Wellington’s most cherished heritage site must surely be the Gordon Wilson Flats on the Terrace. A few philistines say the flats are a dirty, derelict, graffiti-ridden eyesore, and an earthquake risk to boot. But to connoisseurs of fine architecture, the building is a paragon of 1950s modernist high-density social housing. Similar buildings are a commonplace legacy of the Soviet era in Eastern Europe, but the style is rare in New Zealand.
Victoria University of Wellington, which owns the flats, would like to demolish them to make way for a building it can actually use. Fortunately, our heritage laws prevent such cold-hearted vandalism. Owners cannot simply demolish their buildings just because they own them.
The Town Hall is also a heritage building, so the Council could not demolish that, either. Its heritage status convinced a majority of councillors that the only option was to repair it.
So, perhaps the best way to future-proof Wellington’s (Victorian-era) sewerage system would be simply to designate it a heritage site.
Dr Michael Johnston has held academic positions at Victoria University of Wellington for the past ten years. He holds a PhD in Cognitive Psychology from the University of Melbourne. This article was published HERE
Much further down the council’s list of priorities is repairing Wellington’s ageing and leaky sewerage pipes. Frankly, it’s hard to see why such a vanity project should receive funding. But malcontents have been complaining that, because of the leaks, a fair amount of raw sewerage ends up in the harbour.
Successive councils did their best to ignore this trivial problem, but the anti-raw-sewerage brigade finally gained traction. In 2020, the repairs were designated a Critical Project. They might have succeeded much sooner, had they adopted the tactics of the heritage building lobby.
Wellington’s most cherished heritage site must surely be the Gordon Wilson Flats on the Terrace. A few philistines say the flats are a dirty, derelict, graffiti-ridden eyesore, and an earthquake risk to boot. But to connoisseurs of fine architecture, the building is a paragon of 1950s modernist high-density social housing. Similar buildings are a commonplace legacy of the Soviet era in Eastern Europe, but the style is rare in New Zealand.

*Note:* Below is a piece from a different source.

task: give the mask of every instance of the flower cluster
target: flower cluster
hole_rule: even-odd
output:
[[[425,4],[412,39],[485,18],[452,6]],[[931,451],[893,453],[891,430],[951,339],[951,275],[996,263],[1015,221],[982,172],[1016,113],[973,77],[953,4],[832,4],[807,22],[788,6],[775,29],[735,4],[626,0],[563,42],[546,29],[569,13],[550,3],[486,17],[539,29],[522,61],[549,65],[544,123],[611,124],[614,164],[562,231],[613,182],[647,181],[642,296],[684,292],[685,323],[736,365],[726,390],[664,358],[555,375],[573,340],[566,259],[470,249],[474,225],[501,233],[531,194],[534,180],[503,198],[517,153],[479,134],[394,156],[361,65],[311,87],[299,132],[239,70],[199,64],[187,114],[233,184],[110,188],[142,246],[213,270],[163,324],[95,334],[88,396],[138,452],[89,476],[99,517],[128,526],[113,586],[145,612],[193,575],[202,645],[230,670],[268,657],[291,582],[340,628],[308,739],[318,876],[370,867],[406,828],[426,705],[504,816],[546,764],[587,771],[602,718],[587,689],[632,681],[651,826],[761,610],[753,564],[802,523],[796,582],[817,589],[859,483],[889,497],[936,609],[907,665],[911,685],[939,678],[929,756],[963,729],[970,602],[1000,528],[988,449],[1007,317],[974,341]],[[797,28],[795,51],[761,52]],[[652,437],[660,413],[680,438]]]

Victoria University of Wellington, which owns the flats, would like to demolish them to make way for a building it can actually use. Fortunately, our heritage laws prevent such cold-hearted vandalism. Owners cannot simply demolish their buildings just because they own them.
The Town Hall is also a heritage building, so the Council could not demolish that, either. Its heritage status convinced a majority of councillors that the only option was to repair it.
So, perhaps the best way to future-proof Wellington’s (Victorian-era) sewerage system would be simply to designate it a heritage site.
Dr Michael Johnston has held academic positions at Victoria University of Wellington for the past ten years. He holds a PhD in Cognitive Psychology from the University of Melbourne. This article was published HERE
1 comment:
It would be interesting to know just why Wellingtons pipes are failing. After all London has a sewage system from the early 19th century. Is it accumulative earthquake damage, poor workmanship, uncompacted backfilling from successive accesss and works nearby? (close clerk of works monitoring now rare). Damage from the myriad now underground service involving much thrusting? Corrosion from modern substances in the waste water? It would be difficult to find any truly independant expert to monitor and comment.
Whilst as a retired person I much appreciate special away from road cycle ways,the notion of the bike as serious everday every conditon travel in NZs far flunf and mountainous cities is absurd. Based on my cycling experience, the cost of running a car is cheap health insurance.